100 000 pages et données ont été données aux députés qui ont par la suite poursuivi. Cela représente environ 95% de toutes les informations demandées par les députés. À mon avis, nous avons été très courageux. Nous avions plutôt craint d’exagérer la transparence.

La cour le voit complètement différent.

Url: Cela fait référence à la Convention d’Aarhus. Il couvre toutes les substances qui pénètrent dans l’environnement et indique que l’intérêt public pour ces substances est plus important que les secrets d’entreprise. Cependant, comme dans notre cas il s’agissait principalement d’études sur le cancer chez des souris en laboratoire plutôt que sur les risques du glyphosate pour l’environnement, nous avions supposé que la convention ne fonctionnerait pas. Le tribunal en a décidé autrement. Maintenant, nous avons la clarté, j’en suis heureux.

Aux États-Unis, les jurés ont récemment conclu que le Roundup, un herbicide destructeur contenant du glyphosate, avait provoqué le cancer d’un homme. L’Efsa ne voit aucun risque de cancer associé au glyphosate. La cote est-elle fausse?

Url: le processus n’a rien à voir avec les procédures d’approbation européennes. Nous avons un mandat légal pour évaluer le risque du glyphosate en tant que principe actif en Europe. Le produit finalement utilisé contient de nombreux autres produits chimiques dont la sécurité doit être vérifiée par les États lors de l’approbation. Dans notre évaluation pour l’Europe, nous avons explicitement déclaré qu’il fallait faire preuve de prudence. Je ne peux rien dire sur les médicaments approuvés par les États-Unis.

Avez-vous une explication quant aux raisons pour lesquelles l’EFSA s’est vu refuser toute compétence scientifique au cours des dernières années?

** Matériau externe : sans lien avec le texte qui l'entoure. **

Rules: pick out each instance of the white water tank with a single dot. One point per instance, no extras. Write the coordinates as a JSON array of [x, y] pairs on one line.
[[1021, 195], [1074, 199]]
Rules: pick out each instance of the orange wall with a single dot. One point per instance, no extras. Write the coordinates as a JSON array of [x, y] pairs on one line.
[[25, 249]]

Url: C’était avant tout notre travail sur le glyphosate et c’est un cas classique pour un sujet où la politique et la science s’entrechoquent. Cela crée ensuite un conflit entre les valeurs sociales et les preuves scientifiques. Notre tâche est de fournir les preuves, la tâche de la politique est de discuter de la manière dont le résultat s’intègre dans le système de valeurs de la société et des implications pour l’application.

Qu’est-ce que cela signifie concrètement?

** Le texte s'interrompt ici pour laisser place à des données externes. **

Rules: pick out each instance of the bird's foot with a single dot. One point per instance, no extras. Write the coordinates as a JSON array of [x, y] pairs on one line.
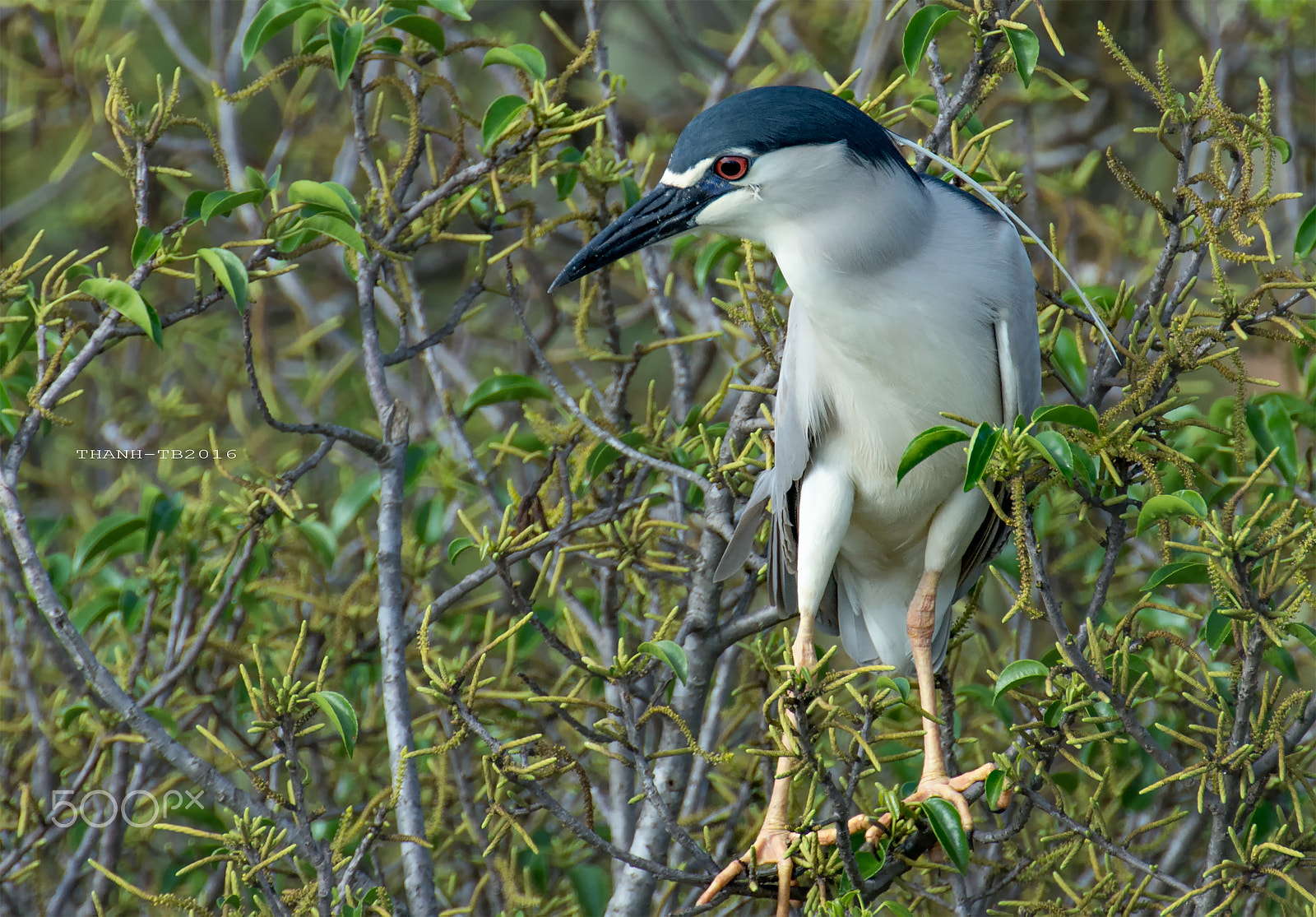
[[953, 791], [948, 789], [773, 845]]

Url: Le débat politique sur le glyphosate porte sur l’apparence de l’agriculture européenne et sur l’utilisation éventuelle des pesticides. L’EFSA constitue la base scientifique de ce débat. Si et comment un ingrédient actif doit être utilisé plus tard, mais la politique doit décider, nous ne sommes pas responsables.

Néanmoins, ces dernières années, certains politiciens ont commencé à remettre en question nos résultats scientifiquement valables, tout simplement parce qu’ils ne cadraient pas avec leur système de valeurs. On dit alors que l’Efsa serait en relation avec l’industrie. Cela est compréhensible d’un point de vue politique, mais j’estime qu’en fin de compte, ce traitement est préjudiciable au système démocratique.

De quelle façon?

Url: des autorités telles que l’Efsa ont été créées uniquement pour évaluer les risques pour la santé publique et les intérêts des consommateurs. Les intérêts politiques ou économiques ne jouent aucun rôle ici. Si on porte atteinte à la réputation de ces institutions parce qu’il s’inscrit bien dans l’agenda politique, on ne fait aucune faveur à la santé publique en Europe. Personnellement, je trouve cela politiquement à courte vue.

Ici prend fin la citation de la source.